I had decided prior to these interviews that rather than dwell on what I didn’t have I would amplify the skills and abilities I did have. Show the companies that I could bring a level of thought and testing approach that would benefit them. I also focused on demonstrating skills that might not be traditionally associated with a tester (such as coaching, mentoring and process improvement to name a few). I wanted to convince my interviewers that I am genuinely happy to share this with others and look for ways to find “better” as a team. What came through in feedback from interviews is that I had a clear passion for testing and quality, I thought deeply about testing and had great critical thinking skills. I was told by more than one person that I “think and talk differently about testing compared to other testers”. As far as I can tell my passion, thinking and ability to clearly articulate how I would approach problems made me shine and stand out.

The good news, the news that really excites me, is that I have accepted an offer to work with HealthKit. This is a new sector for me, as was Locomote. While I didn’t like the way things finished up with Locomote it gave me two years of exposure to the travel sector and demonstrated to me that I could quickly learn what I needed to make a speedy start and then use that knowledge to perform excellent testing while also contributing product ideas and helping to build approaches that supported development and release of high quality software.

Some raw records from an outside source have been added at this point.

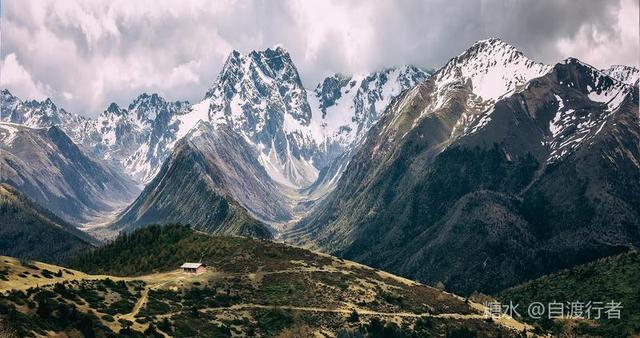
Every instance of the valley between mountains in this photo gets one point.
(486, 173)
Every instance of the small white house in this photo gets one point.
(195, 268)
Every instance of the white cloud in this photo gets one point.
(17, 79)
(89, 53)
(601, 49)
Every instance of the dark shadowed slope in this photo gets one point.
(29, 231)
(482, 192)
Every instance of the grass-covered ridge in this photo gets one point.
(253, 288)
(164, 248)
(615, 278)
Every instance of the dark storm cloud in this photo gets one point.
(87, 54)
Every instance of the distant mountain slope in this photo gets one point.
(627, 74)
(495, 170)
(29, 231)
(611, 279)
(46, 166)
(199, 185)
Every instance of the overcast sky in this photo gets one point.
(86, 54)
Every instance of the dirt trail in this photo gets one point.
(178, 278)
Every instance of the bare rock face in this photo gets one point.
(46, 166)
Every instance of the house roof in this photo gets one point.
(191, 265)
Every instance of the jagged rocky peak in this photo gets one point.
(349, 104)
(493, 67)
(263, 81)
(627, 74)
(113, 108)
(148, 107)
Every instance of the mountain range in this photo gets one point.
(492, 170)
(518, 168)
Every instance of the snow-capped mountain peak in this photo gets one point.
(493, 67)
(627, 74)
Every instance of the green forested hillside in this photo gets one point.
(29, 231)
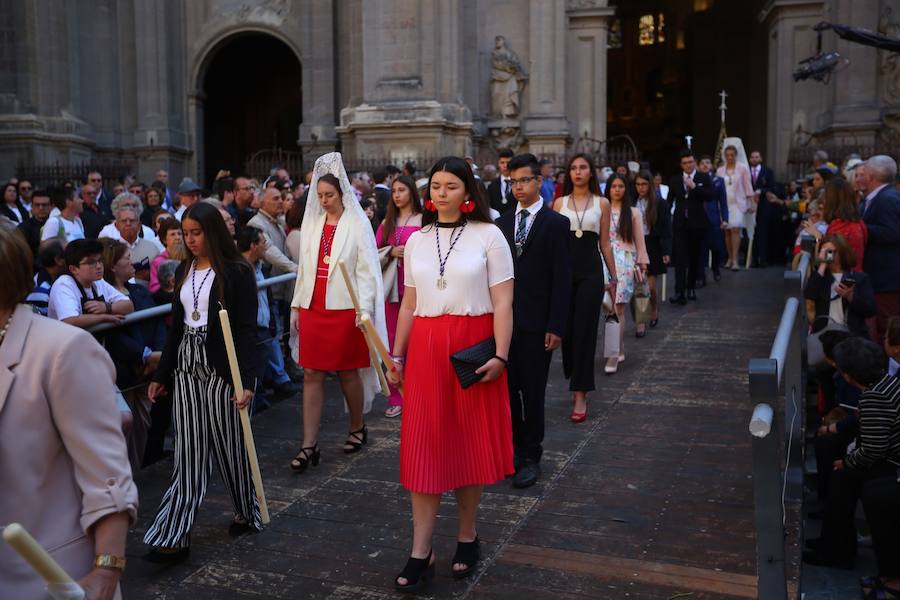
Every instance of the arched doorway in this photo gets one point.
(252, 101)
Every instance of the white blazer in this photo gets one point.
(347, 246)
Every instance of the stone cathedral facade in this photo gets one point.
(83, 80)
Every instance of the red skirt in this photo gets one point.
(330, 339)
(451, 437)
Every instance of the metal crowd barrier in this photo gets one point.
(164, 309)
(779, 380)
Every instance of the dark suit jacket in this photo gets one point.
(765, 182)
(241, 301)
(818, 289)
(495, 200)
(31, 229)
(882, 258)
(690, 212)
(717, 206)
(543, 272)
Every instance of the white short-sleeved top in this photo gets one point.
(65, 297)
(480, 259)
(590, 215)
(203, 280)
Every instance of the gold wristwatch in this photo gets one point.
(108, 561)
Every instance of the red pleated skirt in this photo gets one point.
(451, 437)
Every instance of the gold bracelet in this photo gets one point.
(108, 561)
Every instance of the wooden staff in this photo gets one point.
(380, 348)
(369, 337)
(59, 583)
(245, 417)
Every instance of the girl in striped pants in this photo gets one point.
(194, 369)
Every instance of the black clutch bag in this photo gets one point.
(466, 361)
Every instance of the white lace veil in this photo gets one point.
(313, 222)
(741, 159)
(737, 143)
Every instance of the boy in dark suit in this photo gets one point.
(539, 240)
(688, 191)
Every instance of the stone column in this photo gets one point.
(790, 105)
(159, 139)
(545, 127)
(856, 114)
(412, 59)
(317, 131)
(585, 67)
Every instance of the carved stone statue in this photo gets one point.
(508, 79)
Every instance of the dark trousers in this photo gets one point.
(688, 244)
(881, 501)
(844, 490)
(529, 367)
(762, 233)
(829, 447)
(580, 342)
(713, 243)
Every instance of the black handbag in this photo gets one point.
(466, 361)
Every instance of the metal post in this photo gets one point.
(767, 500)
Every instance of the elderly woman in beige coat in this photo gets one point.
(64, 466)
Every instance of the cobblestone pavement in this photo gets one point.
(650, 498)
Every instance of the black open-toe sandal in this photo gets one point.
(355, 440)
(468, 554)
(306, 456)
(417, 572)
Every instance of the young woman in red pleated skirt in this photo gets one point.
(458, 275)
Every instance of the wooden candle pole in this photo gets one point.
(21, 541)
(245, 417)
(369, 334)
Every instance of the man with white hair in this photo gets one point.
(881, 213)
(128, 225)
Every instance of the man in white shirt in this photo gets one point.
(65, 225)
(82, 298)
(143, 251)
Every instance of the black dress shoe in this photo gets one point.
(286, 389)
(237, 529)
(527, 475)
(155, 556)
(820, 559)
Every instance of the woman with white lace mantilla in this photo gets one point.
(459, 290)
(335, 229)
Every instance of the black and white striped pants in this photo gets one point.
(206, 423)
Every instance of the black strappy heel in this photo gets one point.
(468, 554)
(361, 435)
(306, 456)
(417, 572)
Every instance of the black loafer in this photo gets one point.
(171, 558)
(527, 475)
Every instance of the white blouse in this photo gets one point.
(481, 259)
(590, 217)
(203, 290)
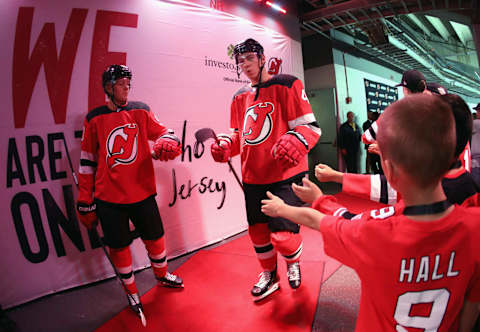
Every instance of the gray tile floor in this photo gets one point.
(88, 307)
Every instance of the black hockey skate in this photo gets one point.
(171, 280)
(136, 306)
(293, 274)
(266, 285)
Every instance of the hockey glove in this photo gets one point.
(87, 214)
(290, 149)
(221, 150)
(167, 147)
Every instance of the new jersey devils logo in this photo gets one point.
(122, 145)
(274, 66)
(258, 123)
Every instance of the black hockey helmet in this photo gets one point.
(249, 45)
(114, 73)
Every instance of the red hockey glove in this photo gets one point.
(167, 147)
(87, 214)
(221, 150)
(290, 149)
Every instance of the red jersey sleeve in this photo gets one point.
(300, 115)
(154, 128)
(88, 162)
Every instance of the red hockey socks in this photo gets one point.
(288, 244)
(158, 256)
(122, 259)
(266, 254)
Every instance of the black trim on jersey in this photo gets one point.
(86, 162)
(158, 261)
(294, 178)
(299, 137)
(131, 105)
(294, 254)
(383, 189)
(372, 133)
(348, 215)
(434, 208)
(460, 188)
(267, 248)
(281, 79)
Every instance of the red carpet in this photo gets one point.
(217, 294)
(217, 298)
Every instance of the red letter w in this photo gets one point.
(58, 71)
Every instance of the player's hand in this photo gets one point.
(272, 206)
(373, 148)
(308, 192)
(87, 214)
(167, 147)
(289, 150)
(221, 150)
(325, 173)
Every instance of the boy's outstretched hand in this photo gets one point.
(272, 205)
(308, 192)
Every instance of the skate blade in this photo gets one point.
(142, 318)
(272, 289)
(171, 286)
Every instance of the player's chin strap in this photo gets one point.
(112, 98)
(259, 81)
(434, 208)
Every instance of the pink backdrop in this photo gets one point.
(53, 54)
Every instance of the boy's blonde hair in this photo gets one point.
(417, 134)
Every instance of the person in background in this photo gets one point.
(392, 248)
(349, 142)
(365, 127)
(117, 179)
(476, 147)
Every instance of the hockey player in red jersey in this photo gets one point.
(273, 128)
(117, 180)
(418, 260)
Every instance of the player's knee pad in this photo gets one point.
(155, 247)
(288, 244)
(121, 257)
(259, 233)
(266, 254)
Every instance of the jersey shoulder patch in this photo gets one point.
(281, 79)
(137, 105)
(244, 89)
(383, 213)
(98, 111)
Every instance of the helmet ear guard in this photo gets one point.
(249, 45)
(114, 73)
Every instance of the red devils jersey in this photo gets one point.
(281, 105)
(414, 275)
(116, 157)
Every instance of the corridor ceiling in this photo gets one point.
(436, 37)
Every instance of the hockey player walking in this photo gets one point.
(117, 181)
(273, 129)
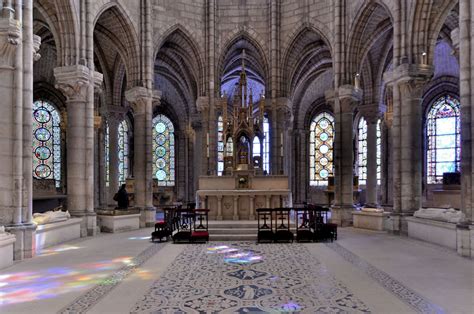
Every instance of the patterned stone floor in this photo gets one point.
(248, 278)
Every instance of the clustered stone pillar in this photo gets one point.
(18, 48)
(408, 81)
(75, 82)
(465, 231)
(371, 191)
(344, 100)
(141, 100)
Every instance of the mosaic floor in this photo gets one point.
(245, 277)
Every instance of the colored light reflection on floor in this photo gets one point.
(233, 255)
(140, 238)
(30, 286)
(57, 250)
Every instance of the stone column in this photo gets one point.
(371, 115)
(141, 100)
(74, 82)
(466, 60)
(344, 100)
(408, 81)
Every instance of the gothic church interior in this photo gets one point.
(236, 156)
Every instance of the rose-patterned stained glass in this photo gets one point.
(321, 139)
(379, 151)
(362, 151)
(220, 145)
(107, 154)
(443, 130)
(123, 151)
(46, 142)
(163, 151)
(266, 145)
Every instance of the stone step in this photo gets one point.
(213, 230)
(233, 237)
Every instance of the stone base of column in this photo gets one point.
(91, 223)
(24, 246)
(342, 215)
(397, 223)
(465, 239)
(148, 217)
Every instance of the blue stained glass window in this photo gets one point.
(362, 151)
(123, 153)
(321, 139)
(266, 145)
(443, 138)
(220, 145)
(163, 151)
(107, 155)
(46, 142)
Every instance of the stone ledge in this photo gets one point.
(432, 231)
(57, 232)
(119, 223)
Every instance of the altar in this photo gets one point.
(227, 199)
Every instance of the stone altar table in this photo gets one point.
(236, 197)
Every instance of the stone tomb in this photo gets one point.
(236, 197)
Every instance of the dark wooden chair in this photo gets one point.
(304, 230)
(200, 231)
(184, 225)
(282, 225)
(265, 225)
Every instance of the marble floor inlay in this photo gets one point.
(407, 295)
(245, 277)
(95, 294)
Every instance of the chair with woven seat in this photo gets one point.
(200, 231)
(265, 225)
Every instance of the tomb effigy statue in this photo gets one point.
(50, 216)
(121, 197)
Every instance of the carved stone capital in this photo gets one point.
(202, 103)
(139, 96)
(10, 38)
(73, 81)
(36, 47)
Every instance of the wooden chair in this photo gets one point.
(183, 223)
(282, 225)
(265, 225)
(201, 226)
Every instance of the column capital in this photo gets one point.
(421, 73)
(372, 112)
(202, 103)
(74, 81)
(138, 96)
(36, 46)
(10, 38)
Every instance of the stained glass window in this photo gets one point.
(379, 152)
(321, 140)
(46, 142)
(123, 142)
(256, 146)
(163, 150)
(220, 145)
(266, 145)
(443, 129)
(362, 151)
(107, 155)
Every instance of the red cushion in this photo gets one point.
(200, 234)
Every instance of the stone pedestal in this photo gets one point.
(6, 249)
(57, 232)
(369, 220)
(119, 223)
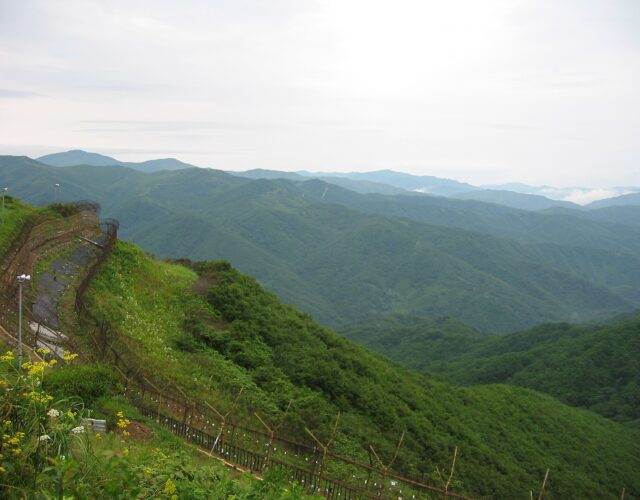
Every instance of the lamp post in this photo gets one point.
(4, 190)
(20, 279)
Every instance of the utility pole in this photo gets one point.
(20, 279)
(4, 190)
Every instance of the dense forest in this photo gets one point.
(343, 256)
(230, 333)
(595, 367)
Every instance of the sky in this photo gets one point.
(487, 92)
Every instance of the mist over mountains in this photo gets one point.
(346, 256)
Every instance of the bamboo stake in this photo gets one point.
(324, 448)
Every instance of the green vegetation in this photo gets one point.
(12, 220)
(595, 367)
(344, 257)
(48, 452)
(233, 334)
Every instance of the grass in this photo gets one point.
(13, 220)
(506, 436)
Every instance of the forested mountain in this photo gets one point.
(623, 200)
(514, 200)
(359, 186)
(233, 334)
(420, 183)
(595, 367)
(79, 157)
(344, 256)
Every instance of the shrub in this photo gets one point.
(88, 383)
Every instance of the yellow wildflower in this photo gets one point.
(8, 356)
(169, 487)
(68, 357)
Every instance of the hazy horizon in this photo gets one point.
(482, 92)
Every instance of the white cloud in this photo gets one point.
(502, 90)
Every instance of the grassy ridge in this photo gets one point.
(240, 335)
(342, 256)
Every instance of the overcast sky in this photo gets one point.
(537, 91)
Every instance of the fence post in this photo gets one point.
(325, 449)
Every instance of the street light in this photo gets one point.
(4, 190)
(20, 279)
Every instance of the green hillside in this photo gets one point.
(594, 367)
(385, 254)
(238, 335)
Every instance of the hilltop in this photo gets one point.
(205, 330)
(494, 267)
(589, 366)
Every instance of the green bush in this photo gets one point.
(89, 383)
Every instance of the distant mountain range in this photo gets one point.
(592, 366)
(344, 256)
(79, 157)
(388, 182)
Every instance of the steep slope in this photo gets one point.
(316, 253)
(237, 335)
(594, 367)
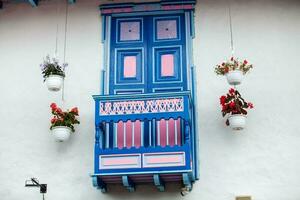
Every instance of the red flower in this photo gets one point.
(53, 120)
(224, 107)
(226, 69)
(58, 110)
(222, 100)
(232, 105)
(75, 110)
(53, 106)
(250, 105)
(231, 91)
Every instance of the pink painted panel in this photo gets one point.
(171, 132)
(167, 65)
(137, 133)
(163, 133)
(178, 132)
(166, 29)
(164, 159)
(129, 66)
(121, 161)
(120, 135)
(129, 31)
(128, 134)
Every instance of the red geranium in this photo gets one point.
(233, 103)
(63, 118)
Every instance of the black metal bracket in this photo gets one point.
(33, 182)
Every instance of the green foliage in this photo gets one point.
(66, 118)
(231, 65)
(52, 67)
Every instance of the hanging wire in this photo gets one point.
(65, 49)
(231, 32)
(57, 20)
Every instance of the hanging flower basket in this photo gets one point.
(235, 107)
(61, 133)
(237, 121)
(53, 73)
(62, 123)
(54, 82)
(234, 70)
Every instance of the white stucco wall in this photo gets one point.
(262, 161)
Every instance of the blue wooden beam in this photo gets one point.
(34, 3)
(99, 184)
(158, 183)
(128, 184)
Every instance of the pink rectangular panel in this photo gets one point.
(129, 31)
(167, 65)
(166, 29)
(120, 161)
(120, 135)
(130, 66)
(128, 139)
(167, 159)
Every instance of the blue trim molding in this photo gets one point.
(163, 5)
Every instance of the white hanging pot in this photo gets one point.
(237, 121)
(61, 133)
(234, 77)
(54, 82)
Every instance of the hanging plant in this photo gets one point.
(235, 107)
(234, 70)
(53, 73)
(62, 123)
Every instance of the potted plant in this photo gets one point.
(62, 123)
(235, 107)
(234, 70)
(53, 73)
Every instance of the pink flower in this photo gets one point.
(222, 100)
(232, 105)
(53, 106)
(250, 105)
(75, 110)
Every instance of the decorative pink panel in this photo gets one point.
(166, 29)
(167, 65)
(129, 31)
(120, 161)
(129, 66)
(167, 159)
(168, 132)
(129, 134)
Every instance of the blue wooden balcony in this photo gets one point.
(144, 138)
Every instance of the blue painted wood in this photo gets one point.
(34, 3)
(99, 184)
(108, 9)
(128, 184)
(147, 86)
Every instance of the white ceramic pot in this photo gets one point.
(61, 133)
(234, 77)
(237, 122)
(54, 82)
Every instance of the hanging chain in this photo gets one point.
(231, 32)
(65, 48)
(57, 20)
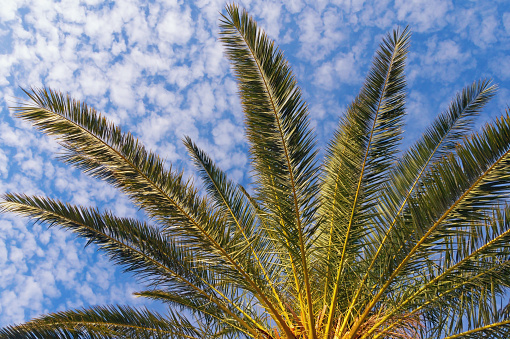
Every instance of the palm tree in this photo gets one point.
(372, 243)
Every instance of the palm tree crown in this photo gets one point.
(372, 243)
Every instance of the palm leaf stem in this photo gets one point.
(150, 295)
(439, 296)
(439, 277)
(332, 307)
(409, 192)
(294, 193)
(422, 240)
(479, 329)
(226, 203)
(260, 295)
(8, 205)
(72, 324)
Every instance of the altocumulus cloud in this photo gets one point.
(156, 68)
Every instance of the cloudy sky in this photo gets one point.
(157, 69)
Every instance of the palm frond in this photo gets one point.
(98, 147)
(457, 189)
(358, 160)
(140, 248)
(281, 142)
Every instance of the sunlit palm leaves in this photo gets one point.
(376, 243)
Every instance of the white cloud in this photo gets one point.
(176, 27)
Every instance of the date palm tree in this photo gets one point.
(372, 242)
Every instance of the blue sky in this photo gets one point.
(157, 69)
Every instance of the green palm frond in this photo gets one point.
(281, 142)
(357, 163)
(372, 244)
(104, 322)
(138, 247)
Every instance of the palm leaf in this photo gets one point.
(281, 142)
(357, 162)
(104, 322)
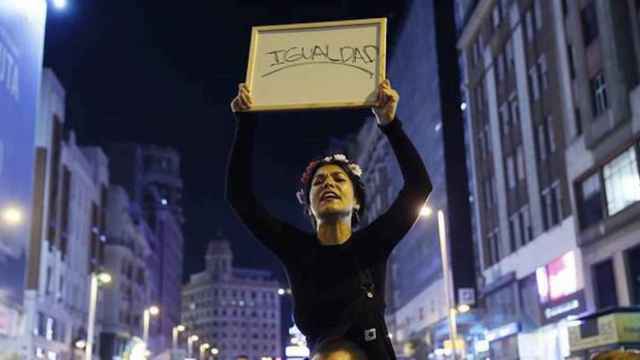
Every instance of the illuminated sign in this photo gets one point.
(557, 279)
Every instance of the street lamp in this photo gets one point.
(190, 340)
(203, 349)
(426, 211)
(148, 312)
(12, 216)
(176, 331)
(97, 279)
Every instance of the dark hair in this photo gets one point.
(347, 166)
(330, 346)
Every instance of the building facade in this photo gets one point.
(151, 176)
(420, 68)
(126, 252)
(235, 310)
(67, 232)
(551, 121)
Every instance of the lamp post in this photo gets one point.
(176, 331)
(446, 274)
(97, 279)
(190, 341)
(203, 350)
(148, 312)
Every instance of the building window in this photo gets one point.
(537, 8)
(511, 172)
(551, 137)
(515, 231)
(578, 120)
(504, 119)
(534, 84)
(590, 204)
(599, 100)
(572, 65)
(589, 23)
(509, 54)
(542, 142)
(526, 232)
(529, 25)
(520, 163)
(604, 284)
(634, 274)
(621, 181)
(515, 114)
(542, 70)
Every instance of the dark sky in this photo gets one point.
(163, 72)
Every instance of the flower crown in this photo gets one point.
(354, 168)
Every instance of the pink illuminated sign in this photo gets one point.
(558, 278)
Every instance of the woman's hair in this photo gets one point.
(350, 168)
(330, 346)
(617, 355)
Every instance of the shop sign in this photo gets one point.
(503, 331)
(613, 328)
(569, 305)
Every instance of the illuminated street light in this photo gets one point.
(426, 211)
(12, 216)
(96, 279)
(59, 4)
(148, 312)
(176, 331)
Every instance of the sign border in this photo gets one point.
(382, 62)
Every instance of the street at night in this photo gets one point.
(320, 180)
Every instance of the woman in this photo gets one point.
(337, 276)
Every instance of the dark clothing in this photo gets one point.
(330, 283)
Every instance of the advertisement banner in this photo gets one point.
(22, 25)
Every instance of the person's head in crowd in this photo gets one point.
(338, 349)
(617, 355)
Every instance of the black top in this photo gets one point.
(326, 281)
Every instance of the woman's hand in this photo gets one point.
(386, 104)
(243, 101)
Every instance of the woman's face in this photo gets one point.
(331, 195)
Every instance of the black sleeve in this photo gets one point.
(279, 237)
(393, 225)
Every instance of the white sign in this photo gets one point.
(317, 65)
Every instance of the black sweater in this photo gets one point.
(326, 280)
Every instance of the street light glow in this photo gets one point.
(426, 211)
(104, 278)
(60, 4)
(12, 216)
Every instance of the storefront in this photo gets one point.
(616, 328)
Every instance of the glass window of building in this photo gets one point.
(604, 284)
(621, 180)
(634, 274)
(599, 100)
(590, 204)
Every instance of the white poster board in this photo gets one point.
(336, 64)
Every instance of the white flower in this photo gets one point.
(355, 169)
(340, 157)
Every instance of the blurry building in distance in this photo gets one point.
(235, 310)
(151, 176)
(67, 236)
(552, 106)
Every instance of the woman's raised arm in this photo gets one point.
(240, 193)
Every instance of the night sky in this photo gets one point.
(163, 72)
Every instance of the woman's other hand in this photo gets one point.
(243, 101)
(386, 104)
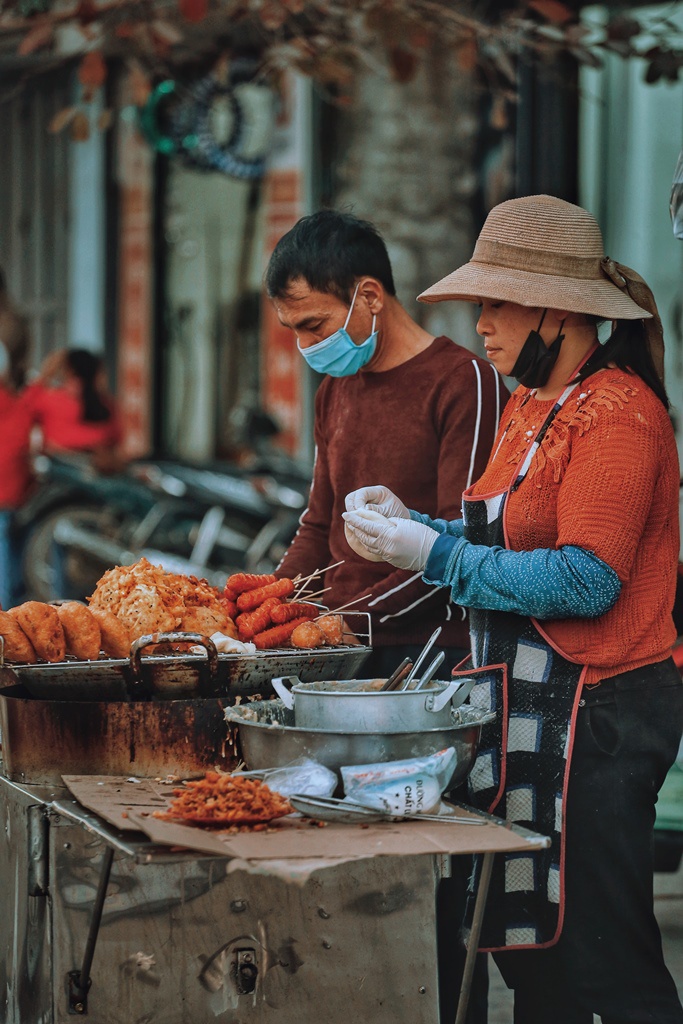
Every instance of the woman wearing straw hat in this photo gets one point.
(566, 556)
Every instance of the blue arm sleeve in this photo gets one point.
(569, 583)
(454, 528)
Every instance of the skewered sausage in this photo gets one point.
(307, 634)
(250, 623)
(332, 628)
(81, 631)
(240, 583)
(278, 635)
(285, 612)
(41, 624)
(17, 646)
(252, 598)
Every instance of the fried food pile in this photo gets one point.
(222, 800)
(265, 614)
(147, 599)
(130, 601)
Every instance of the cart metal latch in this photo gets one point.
(246, 971)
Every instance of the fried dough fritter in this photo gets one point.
(332, 628)
(307, 635)
(147, 599)
(41, 624)
(115, 638)
(81, 631)
(17, 645)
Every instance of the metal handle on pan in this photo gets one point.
(138, 646)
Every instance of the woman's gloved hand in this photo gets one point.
(378, 499)
(401, 542)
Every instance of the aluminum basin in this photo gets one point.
(268, 738)
(361, 706)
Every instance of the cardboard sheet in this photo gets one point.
(131, 805)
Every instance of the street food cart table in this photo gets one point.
(123, 920)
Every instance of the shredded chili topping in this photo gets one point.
(225, 799)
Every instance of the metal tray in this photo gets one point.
(181, 676)
(268, 738)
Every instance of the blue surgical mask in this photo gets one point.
(339, 355)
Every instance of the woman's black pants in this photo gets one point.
(608, 958)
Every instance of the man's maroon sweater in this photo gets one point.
(424, 429)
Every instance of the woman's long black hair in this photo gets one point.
(85, 366)
(627, 348)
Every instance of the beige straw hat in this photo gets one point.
(541, 251)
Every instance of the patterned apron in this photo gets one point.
(522, 766)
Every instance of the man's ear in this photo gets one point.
(373, 292)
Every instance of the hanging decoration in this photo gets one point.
(220, 122)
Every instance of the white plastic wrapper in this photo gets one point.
(226, 645)
(305, 777)
(411, 786)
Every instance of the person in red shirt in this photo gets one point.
(71, 404)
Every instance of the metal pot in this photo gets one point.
(358, 705)
(268, 738)
(44, 739)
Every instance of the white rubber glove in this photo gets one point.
(400, 542)
(378, 499)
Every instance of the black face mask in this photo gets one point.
(536, 360)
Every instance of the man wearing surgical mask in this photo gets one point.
(418, 412)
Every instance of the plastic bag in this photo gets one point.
(410, 786)
(307, 777)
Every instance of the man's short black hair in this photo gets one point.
(330, 251)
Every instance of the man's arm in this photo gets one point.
(310, 549)
(467, 411)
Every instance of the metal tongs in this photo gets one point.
(421, 659)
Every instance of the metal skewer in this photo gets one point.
(395, 675)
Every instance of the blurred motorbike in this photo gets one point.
(199, 520)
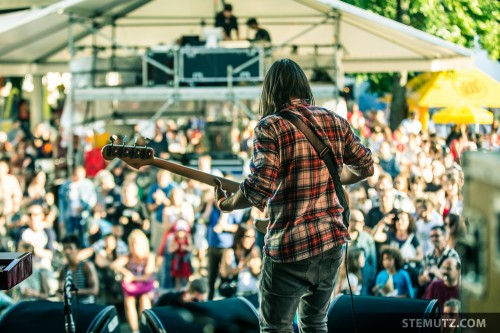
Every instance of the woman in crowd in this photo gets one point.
(454, 202)
(178, 209)
(241, 264)
(392, 281)
(132, 212)
(137, 270)
(180, 248)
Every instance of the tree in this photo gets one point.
(464, 22)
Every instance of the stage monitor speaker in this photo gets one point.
(46, 316)
(230, 315)
(381, 314)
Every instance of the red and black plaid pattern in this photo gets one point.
(288, 175)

To close this out I really want to shout out to Lee Hawkins (https://therockertester.wordpress.com/about/) who spent a lot of time helping me through my first spell of unemployment in 30 years. I’ve told Lee I owe him plenty. I also owe my family a lot for their support. My wife and kids were just brilliant along with everyone in my extended family. I probably wasn’t the easiest person to live with for a while. Also a big wave to Janet Gregory. Janet is a mentor of mine and messages from Janet and some chats helped my mindset. James Barker (Test Practice Lead at Culture Amp), who I met in December 2018 (prior to bombing out in the second round of their interview process), was also great support. James is a special person. I see us having a lot of chats about testing and quality as we learn from each other. I haven’t mentioned everyone that enquired as to how I was going but rest assured I really do appreciate your friendship and efforts. I will also be forever grateful to those in the testing community that have helped me understand what excellent testing requires. Those people that helped me progress and improve my testing through many facets, not the least being the importance of developing an enquiring mind that leverages critical thinking. This helped me become “different” in good and valuable ways.

On the 25th of March I start my new role. I’m eager, I’m excited and, I guarantee you, I will never take a full time job for granted again. I’ll be back working with great people to solve important problems. I’ll be working with people to make software that makes our clients really happy. Most importantly I will be back doing what I want to do, what I love to do.